During last year’s Valentine’s season, US Customs and Border Protection in Miami processed around 1.3 billion stems, or more than 90% of the total imported flowers to the United States.
After clearing inspection for bugs and bacteria, roses hit cold trucks headed for Kroger’s distribution centers. Then it’s straight to fridges at stores.
In the lead-up to Valentine’s Day, every flower retailer and wholesaler in America scrambles to get planes full of boxed flowers off the ground in Bogota, Colombia, and Quito, Ecuador.
Demand for flowers dropped off during the Great Recession in 2008 and 2009, but it’s picked up in recent years.
That’s forced companies to hire extra workers in both South America and the United States to help with logistics during the rush.
While Kroger is able to use its size and scale to keep costs down, smaller players like Drummond say they’re feeling the effects of higher transportation and labor costs in a tight jobs market.
“At every link in the chain, there’s an increase in costs,” he said. “The biggest thing I’ve noticed this year is the difficulty finding labor.
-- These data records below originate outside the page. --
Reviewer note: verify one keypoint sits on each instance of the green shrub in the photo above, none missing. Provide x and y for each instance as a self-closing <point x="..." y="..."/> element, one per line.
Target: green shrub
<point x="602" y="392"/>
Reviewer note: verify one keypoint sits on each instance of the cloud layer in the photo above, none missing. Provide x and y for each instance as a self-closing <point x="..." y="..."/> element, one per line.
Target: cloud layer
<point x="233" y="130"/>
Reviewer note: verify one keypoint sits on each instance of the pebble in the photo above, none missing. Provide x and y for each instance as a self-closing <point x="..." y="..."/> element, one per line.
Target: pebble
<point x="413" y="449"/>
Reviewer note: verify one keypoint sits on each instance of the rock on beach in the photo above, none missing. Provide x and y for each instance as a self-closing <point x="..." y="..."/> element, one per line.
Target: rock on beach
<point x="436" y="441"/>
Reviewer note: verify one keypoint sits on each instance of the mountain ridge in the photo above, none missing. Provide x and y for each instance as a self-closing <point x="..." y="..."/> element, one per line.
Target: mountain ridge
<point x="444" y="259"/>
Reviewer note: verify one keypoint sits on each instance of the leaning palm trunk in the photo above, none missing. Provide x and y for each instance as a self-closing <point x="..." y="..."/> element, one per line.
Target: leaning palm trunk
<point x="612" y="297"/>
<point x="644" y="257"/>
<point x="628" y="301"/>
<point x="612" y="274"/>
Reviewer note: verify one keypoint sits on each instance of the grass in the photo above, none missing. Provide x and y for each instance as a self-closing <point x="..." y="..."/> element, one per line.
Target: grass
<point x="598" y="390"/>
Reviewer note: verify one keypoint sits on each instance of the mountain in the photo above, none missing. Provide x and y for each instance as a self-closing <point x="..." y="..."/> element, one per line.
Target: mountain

Go try to find temporary help that wants to work in a 34-degree cooler.”
High costs and razor-thin profit margins have pushed thousands of local florists shops out of business in recent years. The number of private florists has dropped 45% since 2001, according to the Bureau of Labor Statistics.
“Profit margins have eroded over time for the floral industry,” said Texas A&M’s Hall.
So when Valentine’s Day rolls around, florists have a chance to recoup some of the money they lose during slow months.